I wouldn't listen to anyone who deal in absolutes. Could be a sith.

But for real. My manager has explained it best. It's a tool, you can use to enhance your work. That's it. It won't replace good coders but it will replace bad ones because the good ones will be more efficient

[–] partial_accumen@lemmy.world 35 points 2 weeks ago (4 children)

It won’t replace good coders but it will replace bad ones because the good ones will be more efficient

Here's where we just start touching on the second order problem. Nobody starts as a good coder. We start making horrible code because we don't know very much, and though years of making mistakes we (hopefully) improve, and become good coders.

So if AI "replaces bad ones" we've effectively ended the pipeline for new coders to enter the workforce. This will be fine for awhile as we have two to three generations of coders that grew up (and became good coders) prior to AI. However, that most recent generation that was pre-AI is that last one. The gate is closed. The ladder pulled up. There won't be any more young "bad ones" that grow up into good ones. Then the "good ones" will start to die off or retire.
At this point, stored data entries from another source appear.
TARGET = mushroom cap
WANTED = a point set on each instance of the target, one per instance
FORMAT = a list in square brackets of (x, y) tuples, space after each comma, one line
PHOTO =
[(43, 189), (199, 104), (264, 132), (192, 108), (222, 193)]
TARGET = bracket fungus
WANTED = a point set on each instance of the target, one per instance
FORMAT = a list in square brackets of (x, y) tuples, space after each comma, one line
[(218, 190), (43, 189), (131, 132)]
Carried to its logical conclusion, assuming nothing else changes, then there aren't any good ones, nor will there every be again.

[–] monounity@lemmy.world 6 points 2 weeks ago* (last edited 2 weeks ago)
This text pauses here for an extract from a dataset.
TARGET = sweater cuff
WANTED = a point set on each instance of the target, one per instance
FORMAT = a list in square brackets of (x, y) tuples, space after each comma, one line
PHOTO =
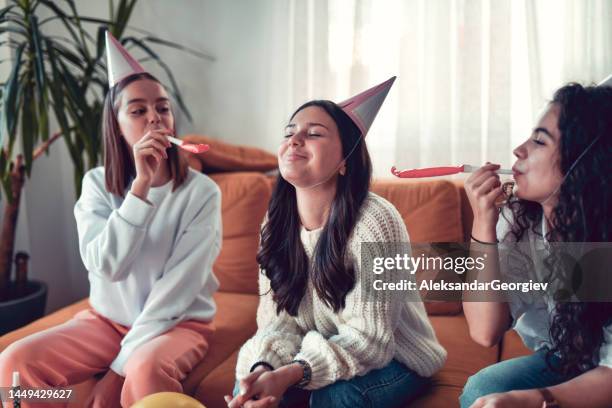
[(269, 357), (135, 210), (318, 368)]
At least where I work, we're actively teaching the junior devs on best practices and patterns that are tried and true. Like no code copying, small classes with one task, small methods with one task, separating logic from the database/presentation, unit testing etc.

Edit: actively, not actually

[–] southernbeaver@lemmy.world 2 points 2 weeks ago

I agree. In the long run it will hurt everyone.

[–] Tollana1234567@lemmy.today 2 points 2 weeks ago (1 children)

then they will try to squeeze the ones that are sitll employed harder, because they "couldnt" find any fresh coders out of college or whatever training they did.

[–] partial_accumen@lemmy.world 4 points 2 weeks ago

That will backfire on employers. With the shortage of seniors with good skills, the demand will rise for them. An employer that squeezes his seniors will find them quitting because there will be another desperate employer that will treat them better.

[–] VoterFrog@lemmy.world 1 points 2 weeks ago* (last edited 2 weeks ago)

There are bad coders and then there are bad coders. I was a teaching assistant through grad school and in the industry I've interviewed the gamut of juniors.

There are tons of new grads who can't code their way out of a paper bag. Then there's a whole spectrum up to and including people who are as good at the mechanics of programming as most seniors.

The former is absolutely going to have a hard time. But if you're beyond that you should have the skills necessary to critically evaluate an agent's output. And any more time that they get to instead become involved in the higher level discussions going on around them is a win in my book.

[–] cloudy1999@sh.itjust.works 3 points 2 weeks ago

The Force is strong with this one.

[–] pinball_wizard@lemmy.zip 1 points 2 weeks ago

I actually start out with a solid mental model of what I want to do, ending up with small unit tested classes/functions that all pass code review.

You said elsewhere that you're not correcting the AI, haha. Sounds like you only don't need to correct it because you're guiding it away from it's own weak spots.

So don't sell yourself short.

The AI hate here is because it is oversold to people who will only make a mess with it. It can be lovely in the right hands.

It's mostly in the wrong hands, today.

[–] henfredemars@infosec.pub 0 points 2 weeks ago

It sounds to me like you’ve got a good head on your shoulders and you’re actually using the tool effectively. You’re keeping yourself in control and using it to expand your own capabilities, not offloading your job responsibilities, which is how more inept management views AI.